Sebelumnya, Presiden Jokowi mengundang sejumlah menterinya ke Kantor Presiden, untuk menghadiri rapat terbatas (Ratas) membahas rencana pemindahan ibu kota negara, Selasa (6/8).

Ratas dengan tema rencana pemindahan ibu kota ini bukan kali pertama.

Sebelumnya, rapat serupa pernah pula digelar pada Senin (29/4/2019) lalu.

Hingga berita ini ditulis, ratas masih berlangsung.

Ratas dihadiri pula oleh Wakil Presiden Jusuf Kalla, Panglima TNI Marsekal Hadi Tjahjanto, dan Kapolri Jenderal Polisi Tito Karnavian.

Lalu, Mendikbud Muhadjir Effendy, Menteri Perdagangan Enggartiasto Lukita, Menkumham Yasonna Laoly, Mensesneg Pratikno, dan Kepala KSP Moeldoko.

Kemudian, Menteri Perencanaan Pembangunan Nasional atau Kepala Bappenas Bambang Brodjonegoro, Menteri Perhubungan Budi Karya Sumadi, dan Jaksa Agung HM Prasetyo.

Lantas, Menteri Koordinator Bidang Pembangunan Manusia dan Kebudayaan (Menko-PMK) Puan Maharani, Menteri Agraria dan Tata Ruang Sofyan Djalil, dan lainnya.

"Bismillah, Salam Sejahtera. Ini adalah ratas kedua yang berbicara mengenai pemindahan ibu kota negara."

"Setelah ke lapangan dan mendapatkan beberapa kajian meskipun belum selesai 100 persen."
"Sudah semakin mengerucut dan pilihannya juga sudah jelas bahwa ibu kota negara akan dipindahkan di Kalimantan."

"Di Kalimantan, provinsinya di mana ini yang harus didetailkan," tutur Jokowi.

Jokowi melanjutkan, banyak pilihan yang telah ditindaklanjuti oleh Bappenas hingga PU, baik di Kalimantan Tengah, Kalimantan Timur, maupun Kalimantan Selatan.

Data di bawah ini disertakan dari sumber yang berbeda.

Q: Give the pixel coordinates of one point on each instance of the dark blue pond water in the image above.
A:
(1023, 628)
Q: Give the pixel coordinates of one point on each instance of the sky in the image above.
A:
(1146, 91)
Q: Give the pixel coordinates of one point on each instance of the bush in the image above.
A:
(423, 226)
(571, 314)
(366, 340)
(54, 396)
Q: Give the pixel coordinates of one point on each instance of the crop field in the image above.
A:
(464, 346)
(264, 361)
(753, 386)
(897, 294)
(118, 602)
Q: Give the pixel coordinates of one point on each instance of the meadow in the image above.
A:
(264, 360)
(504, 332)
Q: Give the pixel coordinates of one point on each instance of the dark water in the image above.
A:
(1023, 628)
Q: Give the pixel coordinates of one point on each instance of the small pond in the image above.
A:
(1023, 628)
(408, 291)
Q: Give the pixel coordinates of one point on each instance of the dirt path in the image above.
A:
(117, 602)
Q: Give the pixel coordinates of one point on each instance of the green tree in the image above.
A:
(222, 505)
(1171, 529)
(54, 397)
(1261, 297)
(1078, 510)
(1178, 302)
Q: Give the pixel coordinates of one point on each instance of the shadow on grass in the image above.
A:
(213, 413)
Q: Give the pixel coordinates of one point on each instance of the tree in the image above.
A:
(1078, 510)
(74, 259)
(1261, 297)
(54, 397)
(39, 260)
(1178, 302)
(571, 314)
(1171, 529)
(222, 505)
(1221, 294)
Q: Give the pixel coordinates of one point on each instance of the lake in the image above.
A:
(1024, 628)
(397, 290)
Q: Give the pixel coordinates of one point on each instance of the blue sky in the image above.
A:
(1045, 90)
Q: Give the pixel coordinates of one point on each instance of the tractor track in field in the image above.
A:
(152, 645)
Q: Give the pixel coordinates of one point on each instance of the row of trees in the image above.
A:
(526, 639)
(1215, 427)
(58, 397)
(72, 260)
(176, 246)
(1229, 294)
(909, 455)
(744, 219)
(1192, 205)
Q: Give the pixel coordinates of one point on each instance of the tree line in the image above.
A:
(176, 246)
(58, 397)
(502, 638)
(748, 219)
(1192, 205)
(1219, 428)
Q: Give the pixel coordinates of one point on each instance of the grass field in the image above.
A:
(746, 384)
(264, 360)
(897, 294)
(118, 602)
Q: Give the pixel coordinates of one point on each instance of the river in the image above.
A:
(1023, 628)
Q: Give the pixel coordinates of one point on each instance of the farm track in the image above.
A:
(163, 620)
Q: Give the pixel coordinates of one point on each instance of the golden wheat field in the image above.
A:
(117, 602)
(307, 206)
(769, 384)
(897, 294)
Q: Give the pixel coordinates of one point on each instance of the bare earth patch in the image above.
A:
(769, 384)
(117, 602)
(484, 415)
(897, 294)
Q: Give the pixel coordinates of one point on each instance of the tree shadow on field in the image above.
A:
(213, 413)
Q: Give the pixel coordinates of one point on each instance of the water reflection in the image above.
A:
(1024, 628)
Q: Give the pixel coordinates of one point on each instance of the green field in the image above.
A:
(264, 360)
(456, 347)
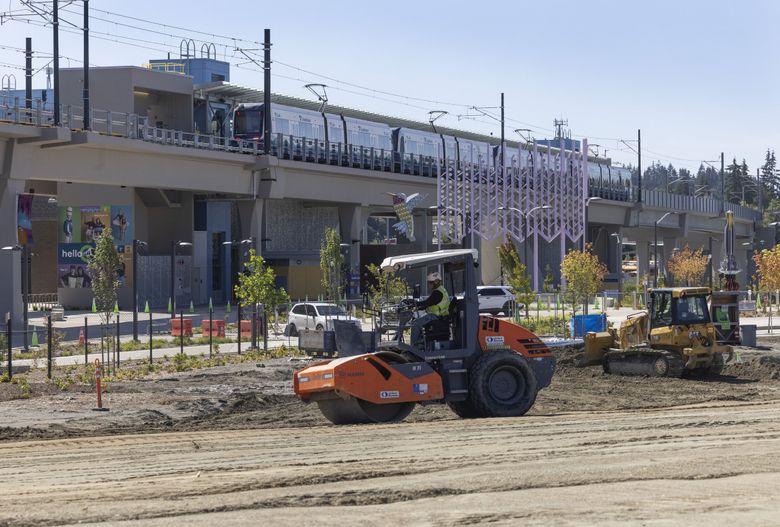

Nantinya setelah dipaparkan secara detail, Jokowi bakal segera memutuskan ke provinsi mana ibu kota dipindah.

"Tapi sekali lagi, kajian yang berkaitan dengan kebencanaan, baik itu banjir, gempa bumi."

"Kajian yang berkaitan dengan daya dukung lingkungan termasuk ketersediaan air, lahan, infrastruktur dan kajian keenokomian."

"Kajian dari sisi demografi, sospol, pertahanan, dan keamanan, semuanya harus dilihat lebih detail lagi, sehingga keputusan nanti adalah keputusan yang benar," papar Jokowi.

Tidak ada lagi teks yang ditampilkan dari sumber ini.